Democrats are trying to load up their $3.5 trillion budget proposal with as many bells and whistles as they can fit into it. That includes some radical immigration changes that would lead to a “path to citizenship” for millions of illegal aliens.
There are some towering obstacles in their way. But since they plan to use the reconciliation process to ram the bill through, anything is possible.
Needing all 50 Democrats in the Senate to approve the measure may be the biggest hurdle of all. Some of the more moderate Democrats might not be able to swallow some of the bill’s proposed changes to immigration.
Sen. Bob Menendez, D-N.J., the lead author of a sweeping immigration bill that reflects President Joe Biden’s vision, said Thursday that Democrats are exploring immigration changes worth $120 billion in the budget reconciliation measure, which can pass without Republican support.
Menendez said Democrats will seek to allow a path to legalization and green cards for certain “Dreamers,” farmworkers, essential workers and people on Temporary Protected Status.
“That’s not everything that my U.S. Citizenship Act would do, but it would be a very big down payment,” Menendez said, adding that the goal is “to be as expansive as we can on immigration reform.”

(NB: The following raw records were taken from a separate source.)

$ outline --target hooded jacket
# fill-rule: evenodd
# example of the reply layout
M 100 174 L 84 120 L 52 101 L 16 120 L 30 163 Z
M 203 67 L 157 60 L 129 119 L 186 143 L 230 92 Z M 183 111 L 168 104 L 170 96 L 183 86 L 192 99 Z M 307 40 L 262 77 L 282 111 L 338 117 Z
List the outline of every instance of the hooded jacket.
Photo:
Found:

Senate Democrats are probably united in allowing a path to citizenship for the children of illegals who have been here since childhood — the “Dreamers.” But who is to be considered an “essential worker”? I doubt whether grocery store clerks are still “essential” now that all the stores are fully open and the threat of Covid-19 infection has all but disappeared.
And TPS is a very broad category. It includes victims of a natural disaster who are here illegally. In reality, TPS is rarely withdrawn in a timely manner so someone who was displaced a decade ago by a hurricane or earthquake might still be eligible.

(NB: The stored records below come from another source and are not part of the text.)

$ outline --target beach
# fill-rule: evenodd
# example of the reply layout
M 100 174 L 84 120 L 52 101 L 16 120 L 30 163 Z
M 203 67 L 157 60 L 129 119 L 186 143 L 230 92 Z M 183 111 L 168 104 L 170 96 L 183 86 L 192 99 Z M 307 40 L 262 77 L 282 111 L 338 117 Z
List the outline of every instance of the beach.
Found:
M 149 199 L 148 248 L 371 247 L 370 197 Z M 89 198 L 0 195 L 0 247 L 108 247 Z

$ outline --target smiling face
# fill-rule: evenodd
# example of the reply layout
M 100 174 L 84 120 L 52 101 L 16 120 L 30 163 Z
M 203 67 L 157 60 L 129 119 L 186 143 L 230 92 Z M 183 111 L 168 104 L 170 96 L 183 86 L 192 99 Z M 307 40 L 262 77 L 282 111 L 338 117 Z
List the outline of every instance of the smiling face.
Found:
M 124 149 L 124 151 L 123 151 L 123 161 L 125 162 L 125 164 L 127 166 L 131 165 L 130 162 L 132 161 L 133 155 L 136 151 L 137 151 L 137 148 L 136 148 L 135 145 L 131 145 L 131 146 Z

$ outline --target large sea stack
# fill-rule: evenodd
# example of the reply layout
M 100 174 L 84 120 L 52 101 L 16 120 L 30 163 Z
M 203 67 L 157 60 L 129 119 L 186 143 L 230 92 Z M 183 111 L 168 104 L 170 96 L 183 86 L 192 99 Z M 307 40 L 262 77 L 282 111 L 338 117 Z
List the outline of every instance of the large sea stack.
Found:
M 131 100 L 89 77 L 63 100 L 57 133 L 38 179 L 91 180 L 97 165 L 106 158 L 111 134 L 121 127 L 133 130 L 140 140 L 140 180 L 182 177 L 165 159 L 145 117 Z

The problem with getting the bill passed with the immigration changes has to do with receiving approval from the Senate’s parliamentarian, Elizabeth MacDonough.
Democrats face serious obstacles. All 50 senators who vote with the Democrats, along with a majority of the House, would have to agree to any policy changes for them to become law.

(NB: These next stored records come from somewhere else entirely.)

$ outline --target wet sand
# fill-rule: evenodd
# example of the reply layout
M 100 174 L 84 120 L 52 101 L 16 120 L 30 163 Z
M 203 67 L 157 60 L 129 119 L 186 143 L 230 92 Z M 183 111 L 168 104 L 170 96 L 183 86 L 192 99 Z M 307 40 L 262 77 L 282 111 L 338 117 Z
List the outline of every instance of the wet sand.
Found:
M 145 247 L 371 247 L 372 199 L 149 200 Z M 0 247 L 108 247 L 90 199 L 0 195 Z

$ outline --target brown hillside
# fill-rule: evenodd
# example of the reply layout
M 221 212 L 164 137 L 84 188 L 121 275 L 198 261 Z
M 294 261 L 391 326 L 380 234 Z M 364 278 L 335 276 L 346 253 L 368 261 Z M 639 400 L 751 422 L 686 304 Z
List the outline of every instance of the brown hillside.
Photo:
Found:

And Menendez conceded that it is unclear what measures the Senate parliamentarian would allow under the “Byrd rule,” which restricts the reconciliation process to changes in spending and taxes.
“How far do we want to go? We want to go as far as we can, assuming the parliamentarian allows it to happen,” Menendez said. “It has tremendous budget effects. It will provide revenue to the federal Treasury because of the fees and taxes people will pay. It will also have some costs.”
Republicans say that the immigration changes would only be “incidental” to the budget and therefore wouldn’t meet the stiff test of the Byrd Rule on what could be included in a reconciliation bill.
“Reconciliation is designed as a budget thing and not necessarily a policy issue. So I think they’re going to have a very difficult time getting immigration in,” said Sen. Mike Rounds, R-S.D.
MacDonough has already stirred up controversy by excluding a provision from the pandemic relief bill passed last March that would have raised the federal minimum wage to $15 an hour. Democrats called for her firing at the time. She has also ruled that there is a limit to the number of reconciliation bills that can be introduced per session. Both rulings were of immense help to Republicans, although MacDonough was appointed by former Senate Majority Leader Harry Reid in 2012.
But the parliamentarian may not even need to rule on the changes if Democrats aren’t completely united on the immigration provisions. At this point, that would appear to be a long shot.